A exposição Tutto Fellini, que o Instituto Moreira Salles do Rio apresenta até 17 de junho e que no mês seguinte entrará em cartaz no Sesc Pinheiros, em São Paulo, é uma oportunidade privilegiada de mergulhar no universo de um dos maiores artistas que o cinema já produziu.
Entre os mais de 400 itens da mostra há fotos, cartazes, páginas de jornais e revistas de época, vídeos e, acima de tudo, desenhos e esboços do próprio Fellini para personagens, figurinos e cenários de suas obras.
Mas o melhor mesmo é a retrospectiva de mais de vinte filmes que acompanha a exposição. Os jovens que não conhecem a filmografia do diretor, ou que só a viram parcialmente na tela pequena da TV ou do computador, poderão desfrutar da delícia que é ficar à mercê da fantasia transbordante de Fellini. Quem já viu certamente vai querer novas doses na veia. Eis aí um vício que só faz bem.
Provinciano e universal
Como todo grande artista, Fellini supera dicotomias que pareceriam inconciliáveis: o provinciano e o universal, a tradição e a vanguarda, o sagrado e o profano, a razão e a intuição, a nostalgia do que já foi e o sonho do que ainda não é.
A associação do adjetivo felliniano a uma imagem de exuberância cenográfica, excessos cômicos e mulheres peitudas é uma redução altamente empobrecedora. Seu cinema é, paradoxalmente, multifacetado e sempre o mesmo. Nele convivem o burlesco de Abismo de um sonho, o trágico de A estrada da vida, o patético de Noites de Cabiria, o visionário de E la nave va e A voz da lua, o nostálgico de Amarcord e Os boas-vidas, o iconoclasta de Roma, o moralista (no melhor dos sentidos) de A trapaça e A doce vida, o autorreflexivo de Oito e meio, o dionisíaco de Satyricon.
Por falar em Satyricon, alguns bastidores de filmagem dessa viagem à Roma pré-cristã podem dar uma ideia da amplitude dos talentos exercidos por Fellini no set. Num deles, em preto e branco, infelizmente (pois o filme é de um colorido voluptuoso), vemos o cineasta como autêntico maestro regendo o caos aparente de uma grande cena, com centenas de figurantes.

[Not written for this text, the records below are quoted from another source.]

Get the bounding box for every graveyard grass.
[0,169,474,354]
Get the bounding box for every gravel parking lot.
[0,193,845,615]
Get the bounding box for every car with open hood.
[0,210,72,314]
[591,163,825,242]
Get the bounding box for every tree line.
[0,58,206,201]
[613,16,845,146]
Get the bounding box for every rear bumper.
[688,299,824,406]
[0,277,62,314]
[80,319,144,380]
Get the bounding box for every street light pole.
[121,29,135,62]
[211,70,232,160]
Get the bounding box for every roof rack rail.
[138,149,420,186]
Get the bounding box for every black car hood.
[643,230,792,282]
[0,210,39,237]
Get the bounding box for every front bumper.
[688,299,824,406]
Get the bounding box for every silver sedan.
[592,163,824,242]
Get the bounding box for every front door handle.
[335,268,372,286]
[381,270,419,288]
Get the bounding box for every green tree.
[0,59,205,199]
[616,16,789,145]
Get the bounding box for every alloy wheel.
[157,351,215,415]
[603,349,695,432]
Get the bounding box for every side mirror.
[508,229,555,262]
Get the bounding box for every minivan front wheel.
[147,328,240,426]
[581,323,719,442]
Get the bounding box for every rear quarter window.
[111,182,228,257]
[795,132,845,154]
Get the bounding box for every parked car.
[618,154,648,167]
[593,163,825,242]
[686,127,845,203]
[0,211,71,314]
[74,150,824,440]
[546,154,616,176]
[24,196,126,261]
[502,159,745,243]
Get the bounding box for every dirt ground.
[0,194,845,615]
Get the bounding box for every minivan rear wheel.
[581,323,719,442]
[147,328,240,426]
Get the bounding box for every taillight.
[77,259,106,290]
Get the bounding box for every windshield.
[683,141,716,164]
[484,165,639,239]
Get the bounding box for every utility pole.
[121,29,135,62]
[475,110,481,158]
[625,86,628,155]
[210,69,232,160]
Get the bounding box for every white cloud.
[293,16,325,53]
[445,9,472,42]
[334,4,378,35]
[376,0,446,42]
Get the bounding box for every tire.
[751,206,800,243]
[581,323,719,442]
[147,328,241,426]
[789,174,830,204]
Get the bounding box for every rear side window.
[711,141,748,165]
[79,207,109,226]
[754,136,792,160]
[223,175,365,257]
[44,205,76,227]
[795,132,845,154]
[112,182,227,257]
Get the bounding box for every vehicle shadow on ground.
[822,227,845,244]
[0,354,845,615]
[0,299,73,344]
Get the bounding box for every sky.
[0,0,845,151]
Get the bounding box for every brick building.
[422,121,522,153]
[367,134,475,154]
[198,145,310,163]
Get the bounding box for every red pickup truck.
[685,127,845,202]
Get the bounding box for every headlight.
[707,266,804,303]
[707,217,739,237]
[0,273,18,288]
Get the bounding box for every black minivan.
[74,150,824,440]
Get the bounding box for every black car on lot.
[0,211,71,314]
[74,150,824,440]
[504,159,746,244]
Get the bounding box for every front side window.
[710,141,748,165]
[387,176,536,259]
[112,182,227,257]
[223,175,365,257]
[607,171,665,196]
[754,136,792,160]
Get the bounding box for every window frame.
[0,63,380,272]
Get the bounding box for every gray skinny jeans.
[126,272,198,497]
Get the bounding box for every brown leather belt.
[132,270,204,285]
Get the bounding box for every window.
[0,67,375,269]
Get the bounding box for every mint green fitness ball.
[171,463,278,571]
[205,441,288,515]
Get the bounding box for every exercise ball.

http://www.youtube.com/watch?v=VzJ5qQ8-ppE
No outro flagrante (este, colorido), o diretor mostra toda a sua minúcia e delicadeza ao rodar uma cena íntima, dirigindo-se em sussurros com seu inglês macarrônico aos três jovens atores que contracenam na cama. Em seguida, no mesmo clipe, vemos a cena tal como ficou no filme.
http://www.youtube.com/watch?v=r8oo7A0bO-Q
Como se sabe, Fellini não filmava com som direto. Ou seja, todos os diálogos de seus filmes eram dublados posteriormente pelos próprios atores ou por outros. No set de filmagem, frequentemente ele fazia tocar uma música que daria o andamento e o clima da cena, não necessariamente (aliás, quase nunca) a música que seria aproveitada na trilha sonora definitiva.
Fazia isso porque seu cinema não era jornalístico, nem literário, nem tampouco teatral, embora pudesse se servir ocasionalmente dessas fontes. Era, acima de tudo, plástico e musical. Não por acaso, trabalhou quase sempre com o mesmo compositor, Nino Rota (até a morte deste, em 1979), com o mesmo diretor de fotografia, Giuseppe Rotunno (a partir de Satyricon), e com o mesmo montador (Ruggero Mastroianni, irmão de Marcello, desde Casanova 70). Eles entendiam plenamente o que o mestre queria. O resultado está na tela.
* Na imagem da home que ilustra esse post: uma cena do filme Satyricon.